Right: image from Dumont [3] showing how density, and the shape of the bone relate to stiffness and strength.
For now, the important thing is this: birds have hollow bones which make them more stiff.
Now the title of this post is the evolution of the lightweight skeleton of birds, and I haven't talked at all about evolution yet. So where does evolution come in, you might ask? Well I think, and I'm not alone in thinking this, that the hollow pneumatic skeleton of birds (and in fact pterosaurs, the extinct flying reptiles I study) evolved not purely as a weight-decreasing method, but likely in a more complicated intertwined way of increasing strength, decreasing weight, and improving the respiratory system while flying. This is certainly not a novel idea, but it's about time this idea of the hollow bird skeleton evolving purely as a means to decrease mass be put to rest. I've seen it several times on "science" shows, and it's brought up constantly in the media. It's not all about mass reduction, but likely a complicated number of things that affect each other.

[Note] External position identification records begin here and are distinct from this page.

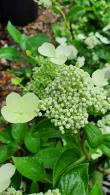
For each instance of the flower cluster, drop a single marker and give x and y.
(104, 124)
(12, 191)
(70, 95)
(42, 76)
(91, 41)
(58, 55)
(50, 192)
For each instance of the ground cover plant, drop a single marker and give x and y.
(57, 139)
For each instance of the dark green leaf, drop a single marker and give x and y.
(30, 168)
(93, 135)
(48, 156)
(75, 181)
(96, 190)
(32, 143)
(67, 158)
(6, 152)
(12, 54)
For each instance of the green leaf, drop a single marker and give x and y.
(7, 151)
(75, 181)
(30, 168)
(105, 149)
(5, 136)
(76, 12)
(32, 143)
(96, 190)
(12, 54)
(66, 158)
(93, 135)
(48, 156)
(45, 129)
(14, 33)
(18, 131)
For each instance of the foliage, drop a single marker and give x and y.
(59, 136)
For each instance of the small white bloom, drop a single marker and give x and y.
(91, 41)
(61, 40)
(6, 172)
(106, 28)
(81, 36)
(97, 154)
(80, 61)
(102, 38)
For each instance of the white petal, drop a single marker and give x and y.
(99, 79)
(73, 53)
(60, 59)
(6, 172)
(14, 101)
(30, 102)
(106, 28)
(102, 38)
(4, 185)
(20, 117)
(61, 40)
(47, 49)
(64, 50)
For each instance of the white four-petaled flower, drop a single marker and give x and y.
(6, 172)
(60, 54)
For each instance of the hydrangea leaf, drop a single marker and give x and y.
(47, 49)
(6, 172)
(20, 109)
(4, 185)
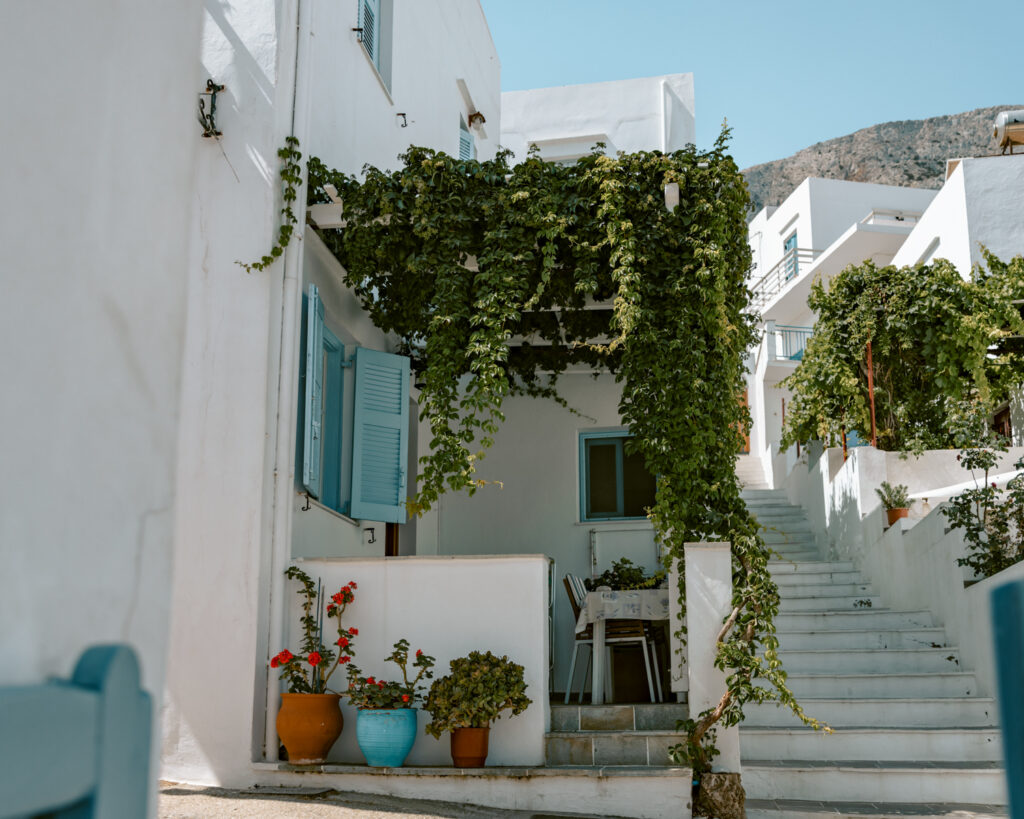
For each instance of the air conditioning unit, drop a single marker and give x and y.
(1009, 129)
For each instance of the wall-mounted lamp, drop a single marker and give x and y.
(208, 120)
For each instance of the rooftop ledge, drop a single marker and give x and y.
(505, 772)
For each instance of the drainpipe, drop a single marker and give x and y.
(287, 379)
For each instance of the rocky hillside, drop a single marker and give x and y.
(909, 153)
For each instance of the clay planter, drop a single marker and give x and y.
(896, 514)
(469, 746)
(309, 725)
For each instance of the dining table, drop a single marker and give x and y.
(604, 604)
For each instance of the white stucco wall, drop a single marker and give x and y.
(448, 607)
(645, 114)
(100, 136)
(537, 458)
(239, 518)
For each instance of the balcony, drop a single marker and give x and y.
(786, 269)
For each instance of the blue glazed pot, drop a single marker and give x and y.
(385, 735)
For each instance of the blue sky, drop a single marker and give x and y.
(785, 74)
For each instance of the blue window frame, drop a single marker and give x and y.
(379, 421)
(614, 484)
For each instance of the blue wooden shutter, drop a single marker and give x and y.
(312, 437)
(380, 436)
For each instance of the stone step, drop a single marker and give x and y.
(650, 717)
(814, 809)
(866, 744)
(902, 713)
(883, 686)
(859, 619)
(829, 603)
(808, 567)
(643, 792)
(863, 639)
(817, 577)
(870, 660)
(609, 747)
(851, 781)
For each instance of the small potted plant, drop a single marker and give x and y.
(465, 701)
(895, 500)
(309, 721)
(385, 726)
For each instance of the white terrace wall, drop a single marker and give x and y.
(289, 68)
(448, 607)
(537, 509)
(99, 135)
(565, 122)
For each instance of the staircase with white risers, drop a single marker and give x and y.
(907, 727)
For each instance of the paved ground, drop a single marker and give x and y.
(187, 802)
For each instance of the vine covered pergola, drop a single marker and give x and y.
(498, 276)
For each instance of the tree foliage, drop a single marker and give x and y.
(497, 277)
(938, 343)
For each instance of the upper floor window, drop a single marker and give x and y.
(375, 34)
(614, 483)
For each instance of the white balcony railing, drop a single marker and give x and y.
(787, 268)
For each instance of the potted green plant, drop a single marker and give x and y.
(895, 500)
(385, 725)
(479, 687)
(309, 721)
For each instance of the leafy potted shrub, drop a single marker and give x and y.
(895, 500)
(479, 687)
(385, 726)
(309, 721)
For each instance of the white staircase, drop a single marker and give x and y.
(910, 736)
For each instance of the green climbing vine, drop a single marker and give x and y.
(291, 177)
(498, 276)
(939, 343)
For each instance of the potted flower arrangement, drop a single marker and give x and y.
(385, 725)
(478, 689)
(309, 721)
(895, 500)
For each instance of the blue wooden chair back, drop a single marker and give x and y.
(80, 747)
(1008, 629)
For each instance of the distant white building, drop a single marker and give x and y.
(827, 224)
(565, 123)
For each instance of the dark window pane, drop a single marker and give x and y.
(639, 486)
(602, 497)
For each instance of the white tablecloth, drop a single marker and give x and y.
(644, 604)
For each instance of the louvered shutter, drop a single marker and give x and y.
(380, 436)
(467, 148)
(313, 434)
(370, 23)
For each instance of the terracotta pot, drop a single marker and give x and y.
(469, 746)
(309, 725)
(896, 514)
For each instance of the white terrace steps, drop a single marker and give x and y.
(907, 725)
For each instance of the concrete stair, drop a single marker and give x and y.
(909, 731)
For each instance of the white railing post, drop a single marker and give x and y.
(709, 602)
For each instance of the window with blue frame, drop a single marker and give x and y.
(614, 483)
(375, 464)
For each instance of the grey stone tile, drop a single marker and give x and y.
(606, 718)
(620, 749)
(569, 750)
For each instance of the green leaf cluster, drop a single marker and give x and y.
(474, 694)
(937, 341)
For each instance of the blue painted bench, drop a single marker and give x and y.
(79, 747)
(1008, 629)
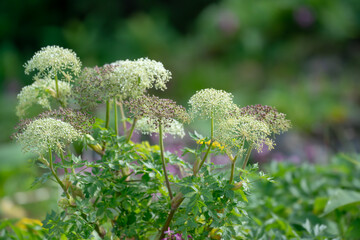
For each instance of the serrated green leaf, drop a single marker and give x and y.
(341, 198)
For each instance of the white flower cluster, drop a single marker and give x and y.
(41, 135)
(40, 92)
(135, 77)
(233, 132)
(147, 126)
(53, 60)
(210, 102)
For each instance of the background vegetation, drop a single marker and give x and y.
(299, 56)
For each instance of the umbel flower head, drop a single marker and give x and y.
(276, 121)
(211, 103)
(82, 122)
(54, 61)
(236, 131)
(148, 126)
(135, 77)
(43, 135)
(41, 92)
(156, 109)
(95, 86)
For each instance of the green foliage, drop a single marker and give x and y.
(126, 191)
(308, 201)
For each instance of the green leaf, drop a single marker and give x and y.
(341, 198)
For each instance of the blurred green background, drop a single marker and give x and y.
(301, 56)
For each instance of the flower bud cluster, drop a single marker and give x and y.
(41, 92)
(276, 121)
(51, 61)
(208, 103)
(135, 77)
(148, 126)
(47, 133)
(158, 110)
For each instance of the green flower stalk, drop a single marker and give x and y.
(210, 104)
(161, 113)
(53, 62)
(40, 93)
(48, 133)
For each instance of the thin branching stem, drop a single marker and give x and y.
(116, 118)
(57, 86)
(247, 158)
(131, 130)
(63, 161)
(123, 117)
(107, 119)
(161, 143)
(56, 176)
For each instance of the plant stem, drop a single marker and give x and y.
(233, 161)
(55, 175)
(180, 198)
(131, 130)
(116, 118)
(212, 127)
(247, 158)
(107, 119)
(123, 116)
(63, 161)
(167, 223)
(204, 158)
(57, 86)
(161, 143)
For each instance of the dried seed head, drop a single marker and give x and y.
(135, 77)
(276, 121)
(157, 109)
(210, 102)
(95, 86)
(233, 132)
(54, 61)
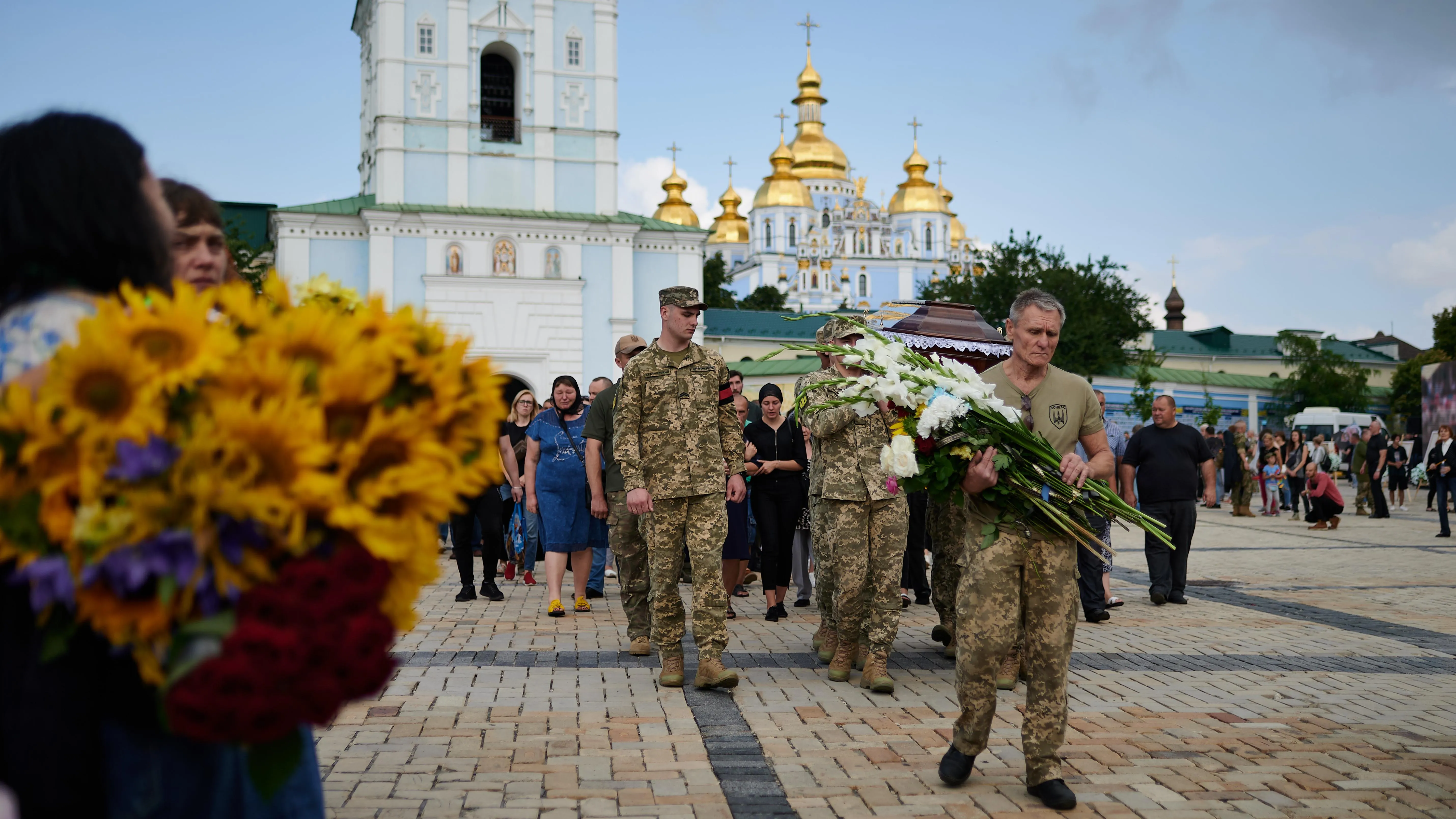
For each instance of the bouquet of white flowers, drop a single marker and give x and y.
(948, 414)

In the future, I'll talk a bit about the pneumaticity in pterosaurs, as that's part of my PhD so look forward to that!
References:
1. O'Connor, P. M. 2004. Pulmonary pneumaticity in the postcranial skeleton of extant Aves: a case study examining Anseriformes. Journal of Morphology 261: 141-161.
2. Prange, H. D., et al. 1979. Scaling of skeletal mass to body mass in birds and mammals. The American Naturalist 113: 103-122.
3. Dumont, E. R. 2010. Bone density and the lightweight skeleton of birds. Proceedings of the Royal Society B 277: 2193-2198.